The rules of life and death

  anskyber 20:42 12 Apr 2008
Locked

An interesting case, click here the wish of a once living daughter to see her mother receive a kidney from her was rejected in favour of the next person on the list after the daughters untimely death.

Should organ donation be able to be conditional that it goes first to a family member or is medical need and waiting list priority the best solution?

  peg 20:50 12 Apr 2008

as it says in the article "a person cannot choose to whom their organ can be given when they die; nor can their family." it sounds harsh but i think it got to be adhered to.

  anskyber 20:55 12 Apr 2008

Yes. I agree but the report says;

"She had also told her mother she would be prepared to be a "living donor", but had not begun the formal process."

We may never know if this is correct.....but if it is?

  peg 21:00 12 Apr 2008

its a difficult one and it must be terrible for the mother i just hope she can take some comfort knowing her daughter has helped three other people.

  bluto1 22:01 12 Apr 2008

How does one become a `Living Donor'?
We are a large family and quite obviously we would want our own to `benefit' first. Having said that, and knowing there's a law in place governing donorship I wonder if I'm being over selfish.

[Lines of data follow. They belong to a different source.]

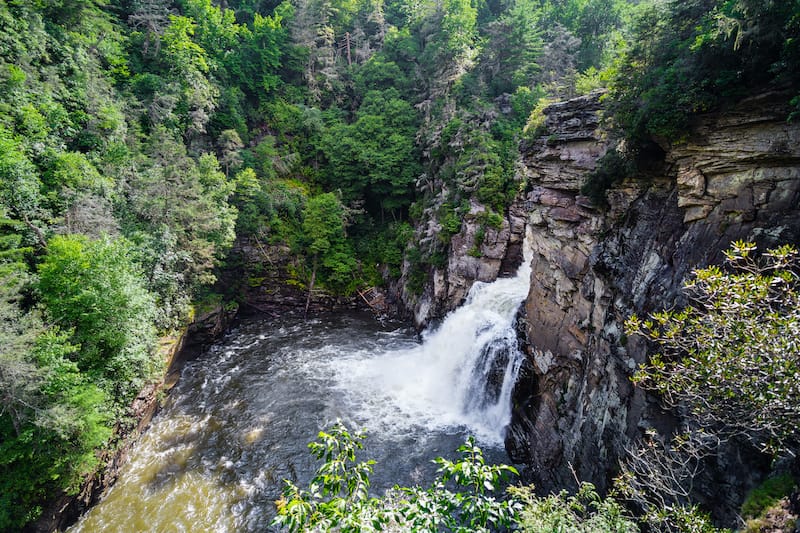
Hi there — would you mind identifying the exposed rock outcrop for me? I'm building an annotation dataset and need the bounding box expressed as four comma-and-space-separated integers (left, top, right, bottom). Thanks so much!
506, 90, 800, 519
396, 198, 528, 327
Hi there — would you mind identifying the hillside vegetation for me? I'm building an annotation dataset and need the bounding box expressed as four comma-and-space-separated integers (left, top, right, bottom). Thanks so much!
0, 0, 798, 529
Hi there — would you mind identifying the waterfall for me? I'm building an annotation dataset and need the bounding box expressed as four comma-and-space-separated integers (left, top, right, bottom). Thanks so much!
329, 229, 533, 444
68, 232, 534, 532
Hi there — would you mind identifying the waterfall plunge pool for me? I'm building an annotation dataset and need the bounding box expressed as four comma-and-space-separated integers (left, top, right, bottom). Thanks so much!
71, 238, 533, 532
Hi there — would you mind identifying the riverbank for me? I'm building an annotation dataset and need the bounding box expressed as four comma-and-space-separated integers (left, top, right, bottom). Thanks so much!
33, 280, 394, 532
28, 305, 238, 533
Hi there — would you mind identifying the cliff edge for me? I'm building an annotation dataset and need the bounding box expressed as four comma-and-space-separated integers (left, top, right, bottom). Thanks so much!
506, 90, 800, 518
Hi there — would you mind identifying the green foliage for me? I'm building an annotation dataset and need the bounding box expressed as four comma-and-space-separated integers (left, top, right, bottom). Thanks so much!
645, 504, 725, 533
511, 483, 639, 532
440, 206, 463, 237
274, 422, 521, 533
477, 210, 504, 230
441, 0, 478, 60
301, 193, 360, 293
302, 193, 346, 257
234, 177, 307, 239
479, 0, 543, 95
621, 242, 800, 531
276, 424, 705, 533
574, 67, 607, 95
740, 474, 797, 520
436, 118, 519, 215
274, 423, 378, 532
123, 127, 237, 294
580, 147, 637, 207
470, 226, 486, 257
37, 235, 158, 403
607, 0, 800, 144
319, 88, 421, 217
0, 126, 46, 246
626, 242, 800, 455
0, 265, 113, 530
8, 0, 796, 525
356, 221, 414, 280
523, 97, 555, 139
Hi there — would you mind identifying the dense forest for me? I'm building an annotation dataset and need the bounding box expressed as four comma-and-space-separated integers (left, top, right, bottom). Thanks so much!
0, 0, 798, 529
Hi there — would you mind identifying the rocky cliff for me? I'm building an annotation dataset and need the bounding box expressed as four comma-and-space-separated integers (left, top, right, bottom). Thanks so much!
505, 90, 800, 515
396, 197, 529, 326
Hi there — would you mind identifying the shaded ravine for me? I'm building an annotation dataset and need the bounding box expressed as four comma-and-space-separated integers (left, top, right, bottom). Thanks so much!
70, 231, 533, 532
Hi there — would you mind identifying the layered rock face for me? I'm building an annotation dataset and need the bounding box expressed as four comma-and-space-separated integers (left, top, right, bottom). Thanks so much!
402, 199, 528, 326
507, 91, 800, 507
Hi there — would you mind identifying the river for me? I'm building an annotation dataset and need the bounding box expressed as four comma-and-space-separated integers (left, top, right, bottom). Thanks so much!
70, 237, 532, 532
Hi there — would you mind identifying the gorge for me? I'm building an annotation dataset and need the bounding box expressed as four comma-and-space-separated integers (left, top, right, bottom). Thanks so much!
2, 0, 799, 530
70, 88, 800, 531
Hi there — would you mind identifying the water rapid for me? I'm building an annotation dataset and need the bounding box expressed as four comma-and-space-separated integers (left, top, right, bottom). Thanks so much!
328, 233, 533, 445
70, 232, 533, 532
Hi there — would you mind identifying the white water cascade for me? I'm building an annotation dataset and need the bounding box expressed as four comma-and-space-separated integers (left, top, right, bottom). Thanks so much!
329, 228, 534, 445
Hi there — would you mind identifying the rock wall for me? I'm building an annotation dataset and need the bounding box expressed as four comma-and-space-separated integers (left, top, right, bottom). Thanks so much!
399, 198, 528, 326
506, 91, 800, 512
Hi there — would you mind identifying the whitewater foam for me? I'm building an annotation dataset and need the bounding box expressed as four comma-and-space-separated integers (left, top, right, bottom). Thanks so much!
328, 228, 533, 445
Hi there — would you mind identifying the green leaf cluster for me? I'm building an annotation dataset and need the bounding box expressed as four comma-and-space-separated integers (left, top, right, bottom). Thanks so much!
740, 474, 797, 520
0, 265, 112, 530
274, 422, 521, 532
37, 235, 159, 402
274, 423, 662, 533
627, 242, 800, 455
606, 0, 800, 144
511, 482, 639, 532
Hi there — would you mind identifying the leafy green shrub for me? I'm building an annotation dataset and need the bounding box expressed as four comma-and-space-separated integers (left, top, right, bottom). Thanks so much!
440, 207, 462, 236
523, 97, 555, 139
477, 210, 504, 230
575, 67, 607, 95
475, 165, 511, 213
37, 235, 159, 403
273, 422, 520, 533
511, 483, 639, 532
361, 222, 414, 279
510, 85, 542, 123
276, 424, 709, 533
627, 242, 800, 455
0, 267, 113, 530
436, 202, 469, 247
471, 225, 486, 256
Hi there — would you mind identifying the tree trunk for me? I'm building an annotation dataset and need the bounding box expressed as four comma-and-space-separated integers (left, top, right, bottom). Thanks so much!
304, 254, 318, 319
17, 209, 47, 249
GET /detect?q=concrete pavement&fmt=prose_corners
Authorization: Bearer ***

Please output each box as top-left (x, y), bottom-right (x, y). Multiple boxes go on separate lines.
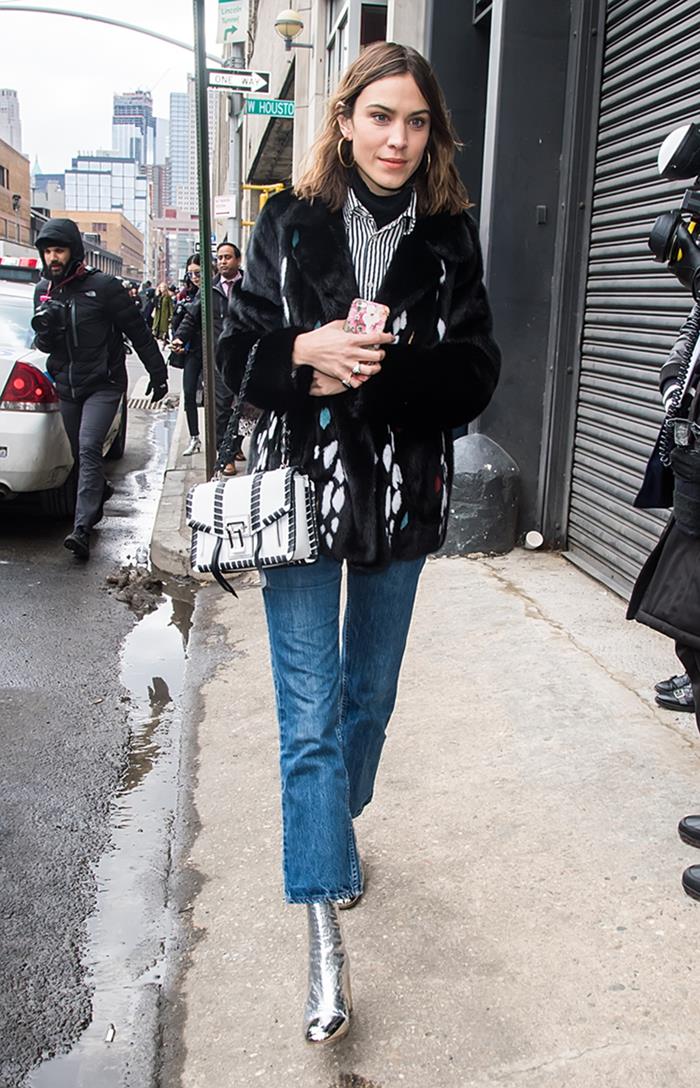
top-left (155, 480), bottom-right (700, 1087)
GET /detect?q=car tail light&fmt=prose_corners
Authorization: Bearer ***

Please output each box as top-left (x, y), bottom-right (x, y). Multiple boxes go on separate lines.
top-left (0, 361), bottom-right (59, 412)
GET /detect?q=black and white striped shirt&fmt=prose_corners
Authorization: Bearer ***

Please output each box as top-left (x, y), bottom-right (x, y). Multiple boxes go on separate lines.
top-left (342, 185), bottom-right (417, 300)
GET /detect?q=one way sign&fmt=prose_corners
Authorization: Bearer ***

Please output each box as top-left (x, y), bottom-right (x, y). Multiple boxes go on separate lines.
top-left (208, 68), bottom-right (271, 94)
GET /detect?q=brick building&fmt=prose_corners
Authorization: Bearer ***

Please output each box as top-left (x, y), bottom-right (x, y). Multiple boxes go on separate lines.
top-left (0, 135), bottom-right (31, 254)
top-left (52, 210), bottom-right (144, 280)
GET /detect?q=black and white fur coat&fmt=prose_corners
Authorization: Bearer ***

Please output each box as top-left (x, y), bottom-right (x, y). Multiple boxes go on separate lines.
top-left (217, 187), bottom-right (501, 567)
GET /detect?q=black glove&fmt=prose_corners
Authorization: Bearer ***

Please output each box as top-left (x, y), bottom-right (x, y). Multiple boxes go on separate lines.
top-left (669, 223), bottom-right (700, 300)
top-left (146, 377), bottom-right (168, 403)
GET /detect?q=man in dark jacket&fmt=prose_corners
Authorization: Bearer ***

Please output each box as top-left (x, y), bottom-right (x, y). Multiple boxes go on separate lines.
top-left (171, 241), bottom-right (243, 470)
top-left (33, 218), bottom-right (168, 559)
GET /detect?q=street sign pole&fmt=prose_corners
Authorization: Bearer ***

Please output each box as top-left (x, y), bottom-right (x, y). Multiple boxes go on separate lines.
top-left (193, 0), bottom-right (217, 479)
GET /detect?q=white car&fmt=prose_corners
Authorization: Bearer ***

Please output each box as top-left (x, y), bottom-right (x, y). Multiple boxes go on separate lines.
top-left (0, 279), bottom-right (125, 516)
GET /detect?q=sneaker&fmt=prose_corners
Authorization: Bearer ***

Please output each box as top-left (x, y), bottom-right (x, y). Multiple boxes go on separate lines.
top-left (655, 684), bottom-right (695, 713)
top-left (64, 526), bottom-right (90, 560)
top-left (655, 672), bottom-right (690, 695)
top-left (183, 436), bottom-right (201, 456)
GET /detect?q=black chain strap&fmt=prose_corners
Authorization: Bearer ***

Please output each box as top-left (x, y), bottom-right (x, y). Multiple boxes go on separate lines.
top-left (214, 340), bottom-right (291, 474)
top-left (659, 303), bottom-right (700, 466)
top-left (215, 341), bottom-right (259, 473)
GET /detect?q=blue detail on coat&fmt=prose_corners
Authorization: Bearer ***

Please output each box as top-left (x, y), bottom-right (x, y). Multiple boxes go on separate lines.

  anskyber 22:07 12 Apr 2008

In effect you agree to give up a kidney (it's one of the few things you have two of) so that another, who can be a relative, will benefit.

  spuds 22:14 12 Apr 2008

Medical science can be an harsh thing at times, and decision making either by coordinators, doctors or family members can have possible drawbacks at the moment of want or in the future.More so I suppose, if it concerns a family member.

I was reading an article the other week, regarding instructions of 'Do not resuscitate'. It is now under consideration as to whether a doctor or someone in a similar position as the legal authority to sanction this act.

  Jak_1 22:19 12 Apr 2008

This may sound harsh but, the donor guidelines/rules state that where there is a match to more than one person then the person with the greatest/most urgent need gets priority. That I feel is the correct way. A living donor is an entirely different issue.
I carry my donor card in my wallet, have done for over 30 years, I don't care who gets any of my organs, they can be a martian for all I care. I would hate to think that someone was denied because any of my family objected to who the recipient of any of my organs go to.

  WhiteTruckMan 00:02 13 Apr 2008

Having said that, are you also saying that you have no preference for an organ recipient between a total stranger and a loved one, maybe even a child? Because thats the sort of thing at stake in the original point.

WTM

  Blackhat 00:32 13 Apr 2008

There is a priority list for a good reason. Those at the top are at deaths door, some die before a suitable donor is found. Would it have been prudent to ask the mother who she would choose to die so that she could jump the queue? I think not.

There are moral issues at the heart of this and that will always create debate but lives are also at risk.

  Jak_1 01:34 13 Apr 2008

As far as I am concerned, the person with the greatest need can have my organs when I am gone.

This thread is now locked and can not be replied to.